Even teaching is seeing an assault from sharp declines in local revenue. You can still find a job environment that doesn't push your anxiety buttons much. But coworkers will leave. New coworkers will take their place. Bosses move on. There will always be new corporate initiatives. There will always be layoffs.

Eventually you will need to promote yourself. To take credit for work done. To convince a boss you're worth a raise. To convince a boss you shouldn't be laid off. To convince a hiring manager to hire you. The window you get often isn't very large.

Social skills are a basic requirement in this economy. You don't need to be amazing. I'm certainly not. And I've met dozens of accountants who find social skills difficult. But this isn't something that you work around.
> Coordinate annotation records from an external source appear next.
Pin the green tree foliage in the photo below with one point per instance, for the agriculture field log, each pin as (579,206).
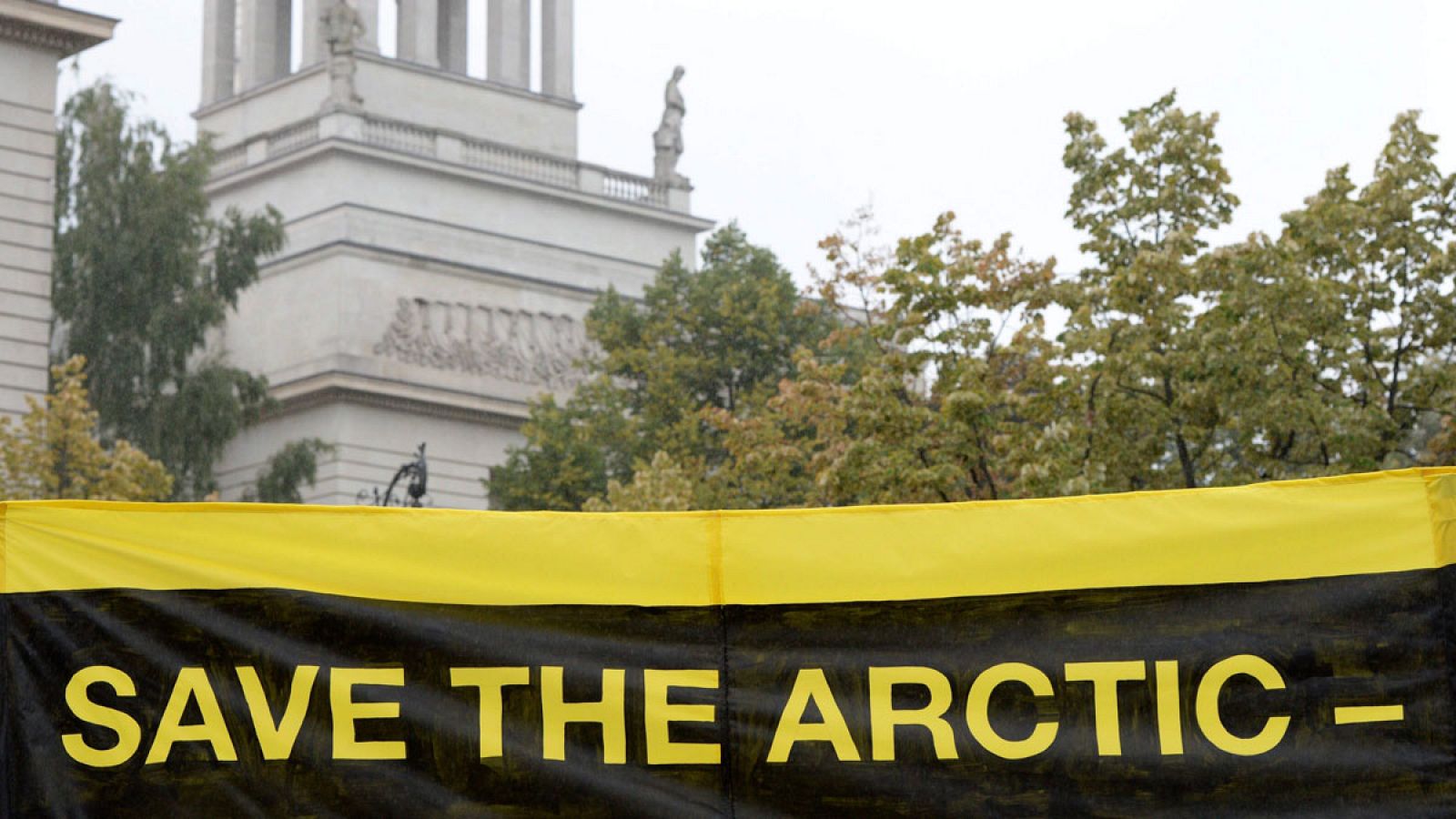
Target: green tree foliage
(142,274)
(53,452)
(718,339)
(660,486)
(288,470)
(1145,208)
(1347,321)
(948,368)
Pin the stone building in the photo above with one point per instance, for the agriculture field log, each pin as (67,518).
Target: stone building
(444,238)
(33,36)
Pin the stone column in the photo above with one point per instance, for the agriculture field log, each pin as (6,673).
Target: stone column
(557,48)
(420,33)
(266,28)
(509,43)
(33,38)
(455,26)
(218,50)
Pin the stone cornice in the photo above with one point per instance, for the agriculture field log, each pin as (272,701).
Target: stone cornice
(346,388)
(65,31)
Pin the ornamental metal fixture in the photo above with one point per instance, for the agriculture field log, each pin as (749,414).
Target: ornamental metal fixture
(414,491)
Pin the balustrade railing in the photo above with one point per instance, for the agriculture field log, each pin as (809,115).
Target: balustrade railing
(514,162)
(398,136)
(293,137)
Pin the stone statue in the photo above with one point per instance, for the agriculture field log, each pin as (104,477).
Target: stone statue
(669,137)
(342,26)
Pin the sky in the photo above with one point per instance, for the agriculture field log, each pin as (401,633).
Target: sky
(800,113)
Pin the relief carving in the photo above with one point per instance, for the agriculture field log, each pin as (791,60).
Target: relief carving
(516,346)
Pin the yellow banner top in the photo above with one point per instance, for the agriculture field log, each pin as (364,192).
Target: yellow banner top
(1285,531)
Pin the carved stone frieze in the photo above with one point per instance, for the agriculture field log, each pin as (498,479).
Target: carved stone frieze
(516,346)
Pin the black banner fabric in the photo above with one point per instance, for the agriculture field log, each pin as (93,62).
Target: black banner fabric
(1329,697)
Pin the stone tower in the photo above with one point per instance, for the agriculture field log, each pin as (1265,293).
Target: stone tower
(444,239)
(33,36)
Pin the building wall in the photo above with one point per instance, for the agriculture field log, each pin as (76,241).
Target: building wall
(26,191)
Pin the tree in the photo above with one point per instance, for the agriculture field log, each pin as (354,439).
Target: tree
(715,339)
(55,453)
(936,385)
(1350,312)
(660,486)
(288,470)
(1149,419)
(142,274)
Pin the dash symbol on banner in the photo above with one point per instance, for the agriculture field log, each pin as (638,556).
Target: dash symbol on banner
(1356,714)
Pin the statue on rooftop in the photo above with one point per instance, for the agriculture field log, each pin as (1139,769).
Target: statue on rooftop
(342,26)
(669,137)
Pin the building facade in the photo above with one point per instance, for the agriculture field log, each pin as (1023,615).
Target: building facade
(33,36)
(444,238)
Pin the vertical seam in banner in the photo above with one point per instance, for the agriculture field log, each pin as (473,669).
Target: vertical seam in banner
(715,560)
(715,595)
(1441,503)
(6,688)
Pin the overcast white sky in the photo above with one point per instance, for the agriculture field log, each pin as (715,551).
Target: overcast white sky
(800,111)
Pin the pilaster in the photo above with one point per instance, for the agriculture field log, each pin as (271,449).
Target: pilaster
(509,43)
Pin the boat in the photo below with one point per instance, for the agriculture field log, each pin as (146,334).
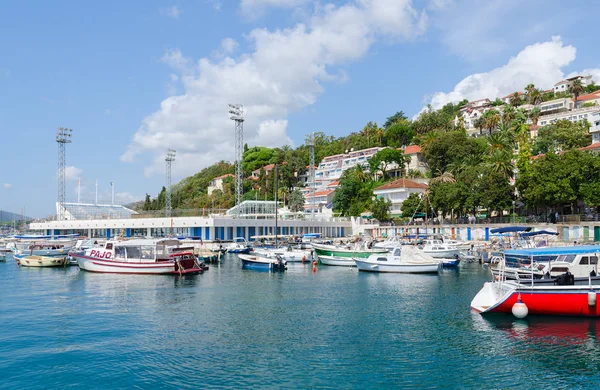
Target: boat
(401,260)
(349,251)
(339,261)
(563,295)
(239,245)
(140,256)
(41,261)
(440,250)
(288,254)
(263,263)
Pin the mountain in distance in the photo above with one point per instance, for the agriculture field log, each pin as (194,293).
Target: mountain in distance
(7,216)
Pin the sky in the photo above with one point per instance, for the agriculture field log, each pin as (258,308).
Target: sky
(135,78)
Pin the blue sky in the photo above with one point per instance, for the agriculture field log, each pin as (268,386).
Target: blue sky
(135,78)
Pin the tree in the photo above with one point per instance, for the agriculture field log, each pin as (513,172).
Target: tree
(576,88)
(382,159)
(380,208)
(296,201)
(399,116)
(400,133)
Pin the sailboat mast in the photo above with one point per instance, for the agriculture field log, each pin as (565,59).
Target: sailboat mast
(276,191)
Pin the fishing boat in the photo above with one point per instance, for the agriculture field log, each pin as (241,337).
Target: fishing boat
(239,245)
(349,251)
(401,260)
(140,256)
(337,261)
(41,261)
(439,250)
(263,263)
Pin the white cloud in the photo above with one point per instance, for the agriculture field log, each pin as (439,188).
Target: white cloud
(284,73)
(72,173)
(172,12)
(540,64)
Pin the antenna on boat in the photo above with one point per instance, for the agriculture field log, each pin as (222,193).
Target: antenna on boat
(63,137)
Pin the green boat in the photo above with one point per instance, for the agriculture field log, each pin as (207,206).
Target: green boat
(338,251)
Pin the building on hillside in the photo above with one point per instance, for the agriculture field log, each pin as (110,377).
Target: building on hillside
(217,183)
(322,198)
(589,99)
(398,191)
(564,85)
(81,211)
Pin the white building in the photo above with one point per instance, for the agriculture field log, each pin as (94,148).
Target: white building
(217,183)
(398,191)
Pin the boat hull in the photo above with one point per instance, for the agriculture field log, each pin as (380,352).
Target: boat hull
(540,300)
(337,261)
(327,250)
(369,266)
(91,264)
(42,261)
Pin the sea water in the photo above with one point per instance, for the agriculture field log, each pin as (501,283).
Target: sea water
(336,328)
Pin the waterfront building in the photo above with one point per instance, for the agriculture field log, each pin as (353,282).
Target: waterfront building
(398,191)
(217,183)
(257,218)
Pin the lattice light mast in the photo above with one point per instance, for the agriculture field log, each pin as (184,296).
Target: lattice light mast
(169,160)
(236,114)
(310,142)
(63,137)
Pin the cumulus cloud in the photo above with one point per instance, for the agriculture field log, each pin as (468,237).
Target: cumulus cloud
(172,12)
(285,72)
(72,173)
(540,64)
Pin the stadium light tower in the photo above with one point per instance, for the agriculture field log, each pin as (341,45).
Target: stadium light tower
(236,114)
(169,160)
(63,137)
(310,142)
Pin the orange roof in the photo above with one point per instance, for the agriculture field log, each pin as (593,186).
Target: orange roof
(401,183)
(223,176)
(593,95)
(412,149)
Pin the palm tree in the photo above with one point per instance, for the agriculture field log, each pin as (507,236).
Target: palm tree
(515,100)
(534,115)
(576,88)
(508,114)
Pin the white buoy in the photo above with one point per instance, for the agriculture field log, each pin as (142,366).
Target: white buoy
(592,298)
(520,309)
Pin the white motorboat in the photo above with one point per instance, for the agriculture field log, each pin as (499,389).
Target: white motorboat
(41,261)
(336,260)
(402,260)
(439,250)
(140,256)
(288,254)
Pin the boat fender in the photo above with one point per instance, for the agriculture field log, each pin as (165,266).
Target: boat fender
(520,309)
(592,298)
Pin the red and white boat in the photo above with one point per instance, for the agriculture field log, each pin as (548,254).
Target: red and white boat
(564,295)
(140,256)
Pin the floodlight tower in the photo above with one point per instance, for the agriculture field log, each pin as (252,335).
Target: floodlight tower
(236,112)
(63,137)
(310,142)
(169,160)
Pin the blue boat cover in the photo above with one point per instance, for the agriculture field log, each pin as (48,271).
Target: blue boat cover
(511,229)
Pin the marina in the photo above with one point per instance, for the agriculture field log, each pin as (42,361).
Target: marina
(232,327)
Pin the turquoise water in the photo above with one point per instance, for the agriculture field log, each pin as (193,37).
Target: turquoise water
(229,327)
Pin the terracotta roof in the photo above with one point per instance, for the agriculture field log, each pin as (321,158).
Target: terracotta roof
(401,183)
(593,95)
(223,176)
(412,149)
You address it.
posted by politikitty at 12:40 PM on October 1, 2012 [2 favorites]


You could go to med school and become a pathologist.

What you really need is a job where your compensation, position, and employment is tied directly to your output, not how charismatic you are.
posted by deanc at 2:05 PM on October 1, 2012


Data scientist, something in informatics, actuary, biostatistician, research analyst, other jobs ending with the word 'analyst'.

There are a lot of options in pharma, clinical research, health insurance, medical tech.

I'd suggest reading job descriptions on indeed.com after searching for some of the things you enjoy.
posted by grudgebgon at 3:02 PM on October 1, 2012


Oh, and I'd suggest Toastmaster's as a relatively safe place to not just practice speaking to strangers, but also to network with other members. Every major city has a TON of chapters, so you can hop between groups too, to expand your network.